What keeps me awake at night - A staffroom full of big brats
This week: a senior leader at a school in south-west England.
If there is one thing that keeps me awake at night, or causes me to lurch awake from a nightmare dripping with cold sweat, it is the thought of the behaviour problems I will encounter at school the next day.
Not from our challenging students or more difficult parents. No, from the teaching staff.
A typical day in my life as a senior leader involves all sorts of work to stop these so-called adults from fighting and squabbling.
Picture a glorious morning, the kind of day that makes you glad to be alive. But as I arrive at school, the dawn chorus is drowned out by two middle-aged teachers arguing over a parking space.
Yes, I know that sometimes parking can be at a premium in schools, but this is early on a Monday morning when there are acres of tarmac to choose from. But, no, not any parking space will do - they both want the same one.
When the kids on bikes arrive for lessons, I ask them if they ever get annoyed when their usual spot is taken. "I think there are more important things to worry about, Sir, don't you?" they reply.
As I sit down to a meeting, insults still drifting through the open window, a colleague tells me that staff relations are actually better now than they used to be.

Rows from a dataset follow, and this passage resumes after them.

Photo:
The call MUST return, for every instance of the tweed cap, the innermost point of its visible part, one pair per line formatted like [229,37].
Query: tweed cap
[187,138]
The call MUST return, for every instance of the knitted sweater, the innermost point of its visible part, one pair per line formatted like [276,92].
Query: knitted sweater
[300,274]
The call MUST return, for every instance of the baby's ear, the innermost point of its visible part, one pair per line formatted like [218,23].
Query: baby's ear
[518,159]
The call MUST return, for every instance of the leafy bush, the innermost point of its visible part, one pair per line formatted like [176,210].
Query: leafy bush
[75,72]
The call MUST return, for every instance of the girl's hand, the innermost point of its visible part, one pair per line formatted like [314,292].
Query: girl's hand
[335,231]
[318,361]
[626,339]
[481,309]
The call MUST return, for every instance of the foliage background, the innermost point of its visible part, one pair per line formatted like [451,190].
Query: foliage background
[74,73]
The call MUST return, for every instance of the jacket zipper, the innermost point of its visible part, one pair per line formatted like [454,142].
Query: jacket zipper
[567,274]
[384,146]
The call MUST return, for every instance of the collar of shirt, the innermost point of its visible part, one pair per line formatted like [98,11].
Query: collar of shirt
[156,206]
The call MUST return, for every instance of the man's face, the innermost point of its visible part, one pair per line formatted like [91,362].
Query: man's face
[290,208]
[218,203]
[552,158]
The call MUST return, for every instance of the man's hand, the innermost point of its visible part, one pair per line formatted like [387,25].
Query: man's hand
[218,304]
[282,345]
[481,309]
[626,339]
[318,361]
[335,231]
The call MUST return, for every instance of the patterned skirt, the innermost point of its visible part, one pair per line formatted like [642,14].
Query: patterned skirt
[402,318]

"A few years ago you took your life in your hands if you dared sit in someone else's chair in the staffroom, and you would never dream of using another person's mug at breaktime. But things have changed now and it's all fairly relaxed."
Really? So is this memo in my pigeonhole a joke then? Entitled "Why Trainee Teachers Should Be Put Down", a grumbling colleague complains that there are too many student teachers in the school, and that as a result the other teachers have lost their chairs in the staffroom. Give me strength.
Thankfully, lessons begin, so I can take a break from the adults bickering. But once the bell announces breaktime the madness resumes.
An angry teacher and a very sorry-looking Year 8 pupil arrive at my office door. Without a knock, a "Hello" or a "How are you?", they enter the room. The teacher proceeds to tell me how naughty the boy has been and, as it is now the teacher's breaktime, it's my job to deal with it. Off they hurry for a coffee and a sit-down (moving twice as fast as they will on the return journey).
But, crisis over and child sent on his way, there is finally a chance for me to grab a cuppa. Or not. "HANDS OFF MY MUG," screams the note stuck to the only cup left in the staffroom.